Fashion Beyond Flickr
You can now see pictures of Jenny’s new collection on her website (www.jnfashionstudio.com), but this was only possible after we moved her pictures from Flickr to Picasa.
Flickr is an Internet photo sharing site that has been broken in China since the beginning of June. The site works, but you can’t see any images unless you install the Access Flickr plugin. Jenny’s site used to make use of the Flickr API to show galleries of her collections. Her site was effectively vandalised when Flickr stopped working in China. She couldn’t expect her local customers to install obscure Firefox plugins to be able to view photographs of her designs. I don’t suppose that the Chinese government was targeting Jenny, but it left us with an irritating headache of how to make her website accessible to customers.
I looked at a number of alternative photosharing sites including Photobucket and Zooomr. Today’s Shanghaiist had a blog post about a number of Chinese equivalents, but I learnt about those after we opted for Picasa. We chose Picasa, because it is owned by Google and offers 1GB of free storage before they start to charge. I am a Dreamhost customer and considered making greater use of their bundled open source galleries webapp. It works fine, but there is no embedded slideshows or wordpress integration plugins that work right out of the box.
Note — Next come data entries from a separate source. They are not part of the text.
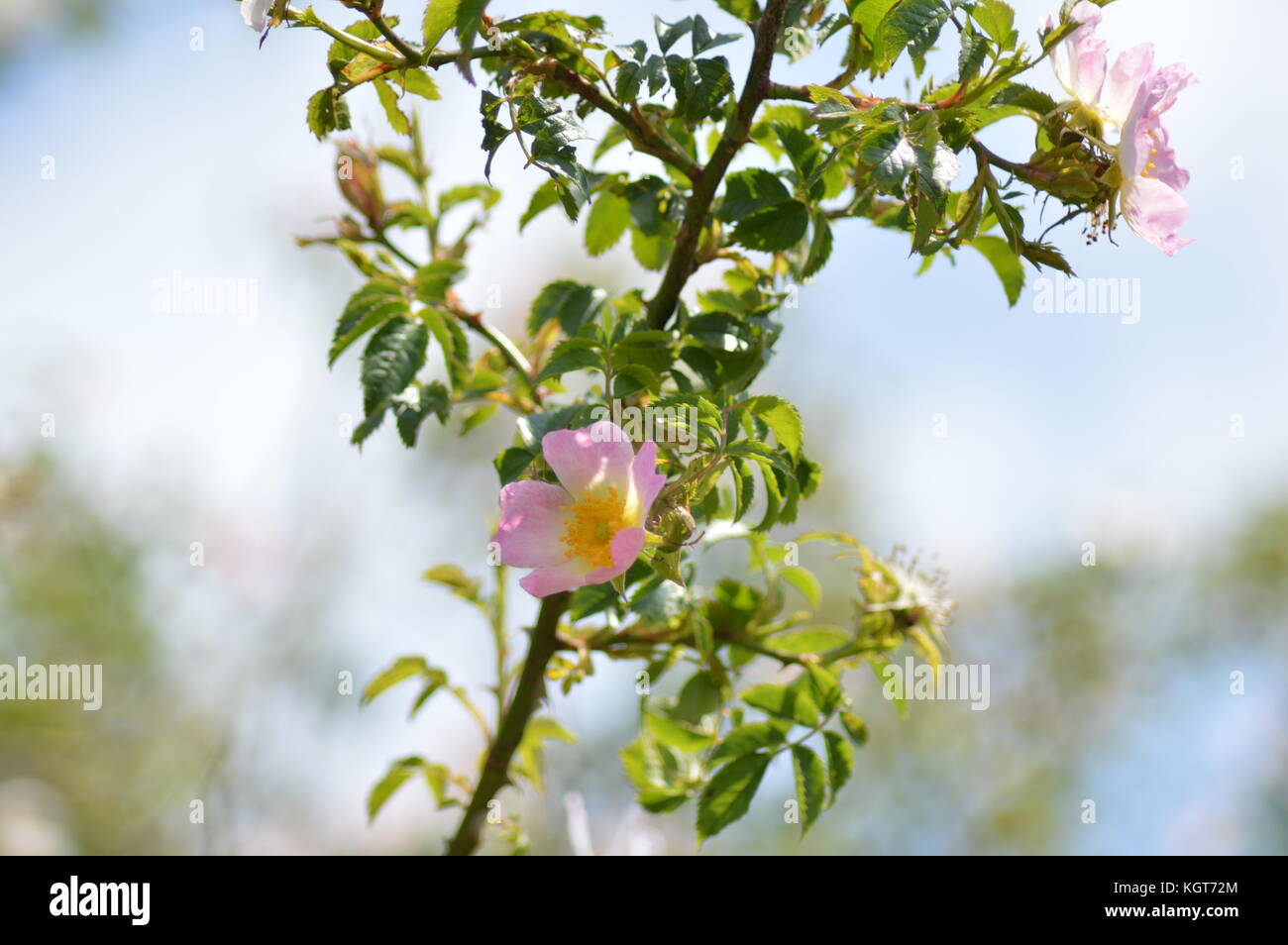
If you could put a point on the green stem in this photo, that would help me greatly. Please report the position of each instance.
(494, 772)
(397, 42)
(372, 50)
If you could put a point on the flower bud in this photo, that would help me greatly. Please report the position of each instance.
(677, 524)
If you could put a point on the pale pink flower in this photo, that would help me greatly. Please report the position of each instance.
(1081, 64)
(256, 13)
(1151, 202)
(589, 528)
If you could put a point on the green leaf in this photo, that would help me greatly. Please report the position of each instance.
(403, 669)
(804, 582)
(750, 738)
(389, 102)
(890, 154)
(840, 763)
(1005, 262)
(700, 694)
(570, 303)
(529, 755)
(452, 577)
(513, 463)
(439, 17)
(816, 639)
(327, 112)
(819, 248)
(784, 702)
(971, 56)
(750, 191)
(605, 223)
(668, 34)
(433, 399)
(399, 773)
(854, 727)
(810, 785)
(391, 360)
(374, 304)
(997, 20)
(728, 795)
(674, 734)
(915, 25)
(574, 355)
(825, 687)
(773, 228)
(782, 419)
(420, 82)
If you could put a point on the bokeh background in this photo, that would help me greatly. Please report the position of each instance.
(176, 145)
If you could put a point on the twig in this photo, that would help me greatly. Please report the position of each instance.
(707, 180)
(494, 773)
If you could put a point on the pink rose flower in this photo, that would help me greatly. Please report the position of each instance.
(256, 13)
(1081, 64)
(589, 528)
(1150, 197)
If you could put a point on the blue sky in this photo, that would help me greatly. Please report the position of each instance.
(1063, 429)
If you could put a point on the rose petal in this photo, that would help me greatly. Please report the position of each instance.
(626, 548)
(647, 480)
(256, 13)
(596, 455)
(1078, 60)
(1154, 211)
(1124, 81)
(532, 523)
(545, 580)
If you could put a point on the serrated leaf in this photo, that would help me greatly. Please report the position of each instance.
(997, 20)
(403, 669)
(389, 102)
(675, 734)
(840, 763)
(327, 112)
(816, 639)
(854, 727)
(784, 702)
(420, 82)
(391, 360)
(728, 795)
(913, 24)
(804, 582)
(372, 305)
(774, 228)
(570, 303)
(439, 17)
(810, 785)
(748, 191)
(892, 156)
(399, 773)
(452, 577)
(750, 738)
(1005, 262)
(782, 419)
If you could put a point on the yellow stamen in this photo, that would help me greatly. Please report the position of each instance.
(592, 519)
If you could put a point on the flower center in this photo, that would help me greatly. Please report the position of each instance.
(592, 519)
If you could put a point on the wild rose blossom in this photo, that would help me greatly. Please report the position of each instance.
(256, 13)
(1150, 197)
(1081, 63)
(589, 528)
(1132, 97)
Even though we chose Picasa, I still prefer Flickr’s powerful web based interface and it offers more features such as forwarding images to blogs and great cellphone support, but all modern Internet photosharing services have the same basic features to create albums, tag images and embed flash slideshows on your site. All signed up Google users automatically get a Picasa account. We still plan to cancel our pro Flickr accounts and hope they give us back some money.
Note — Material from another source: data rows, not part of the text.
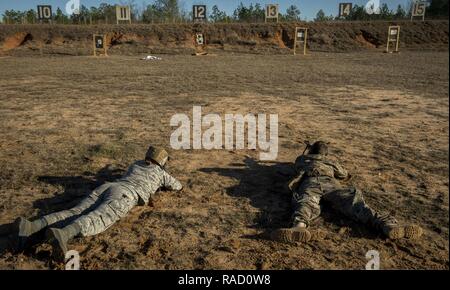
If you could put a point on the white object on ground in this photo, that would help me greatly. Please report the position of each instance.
(151, 57)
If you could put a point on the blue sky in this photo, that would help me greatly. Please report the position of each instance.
(308, 8)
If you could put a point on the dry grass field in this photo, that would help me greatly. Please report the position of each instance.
(67, 124)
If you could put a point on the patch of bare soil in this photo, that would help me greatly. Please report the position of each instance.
(67, 124)
(255, 38)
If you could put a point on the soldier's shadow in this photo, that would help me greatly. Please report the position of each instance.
(265, 184)
(75, 188)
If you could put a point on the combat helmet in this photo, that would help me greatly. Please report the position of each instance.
(319, 147)
(157, 155)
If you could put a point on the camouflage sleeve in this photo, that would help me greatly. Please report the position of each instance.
(339, 171)
(171, 182)
(299, 164)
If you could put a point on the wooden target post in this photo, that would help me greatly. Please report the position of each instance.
(301, 36)
(200, 44)
(393, 37)
(199, 13)
(99, 44)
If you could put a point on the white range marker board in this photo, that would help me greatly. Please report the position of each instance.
(272, 11)
(123, 13)
(345, 9)
(418, 10)
(199, 12)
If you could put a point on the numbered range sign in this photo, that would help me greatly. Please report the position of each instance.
(393, 38)
(44, 12)
(418, 10)
(100, 44)
(199, 12)
(199, 39)
(272, 11)
(123, 13)
(301, 36)
(345, 9)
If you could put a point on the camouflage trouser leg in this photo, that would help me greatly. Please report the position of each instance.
(116, 203)
(306, 202)
(350, 202)
(84, 205)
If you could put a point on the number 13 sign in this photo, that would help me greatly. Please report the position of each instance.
(272, 11)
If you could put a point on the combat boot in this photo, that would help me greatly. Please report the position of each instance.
(23, 229)
(297, 233)
(59, 238)
(398, 232)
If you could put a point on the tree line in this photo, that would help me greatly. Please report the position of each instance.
(170, 11)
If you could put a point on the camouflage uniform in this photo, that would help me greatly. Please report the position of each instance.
(109, 202)
(318, 177)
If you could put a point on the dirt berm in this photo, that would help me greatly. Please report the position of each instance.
(252, 38)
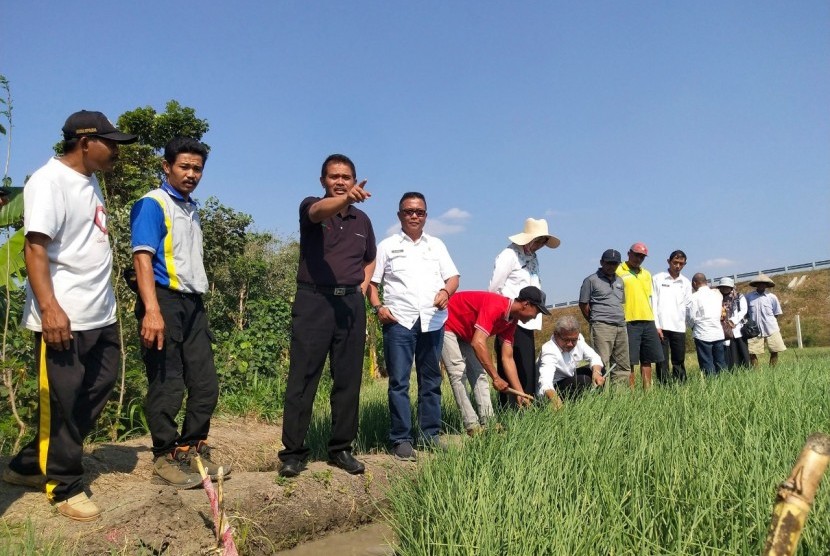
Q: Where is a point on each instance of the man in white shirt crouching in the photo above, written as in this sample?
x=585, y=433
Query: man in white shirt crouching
x=558, y=362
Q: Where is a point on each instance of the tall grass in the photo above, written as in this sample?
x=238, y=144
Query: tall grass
x=682, y=470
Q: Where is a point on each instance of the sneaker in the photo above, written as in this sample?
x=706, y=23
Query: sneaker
x=79, y=508
x=404, y=451
x=174, y=469
x=32, y=481
x=211, y=466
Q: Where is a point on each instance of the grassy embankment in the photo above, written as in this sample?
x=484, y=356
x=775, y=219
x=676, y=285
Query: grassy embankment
x=681, y=470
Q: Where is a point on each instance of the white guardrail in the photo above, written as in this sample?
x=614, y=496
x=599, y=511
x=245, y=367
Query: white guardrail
x=808, y=267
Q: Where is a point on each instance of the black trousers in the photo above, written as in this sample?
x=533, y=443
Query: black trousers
x=524, y=355
x=324, y=325
x=184, y=363
x=676, y=343
x=737, y=353
x=74, y=387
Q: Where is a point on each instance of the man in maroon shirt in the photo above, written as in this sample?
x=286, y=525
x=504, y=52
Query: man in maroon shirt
x=473, y=317
x=337, y=258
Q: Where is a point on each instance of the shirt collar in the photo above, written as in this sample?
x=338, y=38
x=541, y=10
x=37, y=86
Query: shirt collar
x=167, y=188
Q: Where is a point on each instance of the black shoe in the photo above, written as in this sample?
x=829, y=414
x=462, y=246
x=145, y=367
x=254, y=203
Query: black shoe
x=291, y=468
x=345, y=461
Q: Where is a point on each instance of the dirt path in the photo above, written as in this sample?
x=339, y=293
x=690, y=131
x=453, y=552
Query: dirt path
x=268, y=515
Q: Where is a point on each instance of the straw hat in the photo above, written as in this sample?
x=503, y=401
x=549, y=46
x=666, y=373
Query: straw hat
x=763, y=279
x=533, y=229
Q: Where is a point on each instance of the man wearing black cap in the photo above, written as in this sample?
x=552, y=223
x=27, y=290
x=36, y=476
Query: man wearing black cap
x=70, y=305
x=473, y=317
x=601, y=301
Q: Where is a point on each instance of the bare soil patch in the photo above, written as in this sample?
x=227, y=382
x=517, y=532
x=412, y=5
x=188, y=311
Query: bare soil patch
x=268, y=514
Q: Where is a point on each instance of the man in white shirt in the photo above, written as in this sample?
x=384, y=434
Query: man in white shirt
x=558, y=362
x=672, y=294
x=70, y=305
x=764, y=307
x=418, y=278
x=703, y=316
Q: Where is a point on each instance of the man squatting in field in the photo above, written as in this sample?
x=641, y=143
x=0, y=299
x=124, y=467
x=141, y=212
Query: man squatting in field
x=418, y=278
x=558, y=361
x=328, y=318
x=70, y=305
x=473, y=317
x=175, y=338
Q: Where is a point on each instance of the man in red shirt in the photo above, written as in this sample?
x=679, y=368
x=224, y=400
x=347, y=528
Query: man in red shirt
x=474, y=317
I could have uploaded Jenny’s pictures straight from my computer to Picasa, but I am still improving my organisation skills so I lost track of the photos that needed to be in Jenny’s galleries. This meant I had to download the Flickr images and reupload them. Picasa has various editing and uploading tools for Windows, Mac and Linux. I like F-Spot Manager for Ubuntu Linux that makes it very easy to upload images to any web photo service.
Maybe Picasa will be blocked someday if someone publishes scandalous pictures of rioting in the countryside. Until that happens, Jenny’s website is working again.
Posted: July 25th, 2007 under Business and Employment, Internet, Shanghai, culture.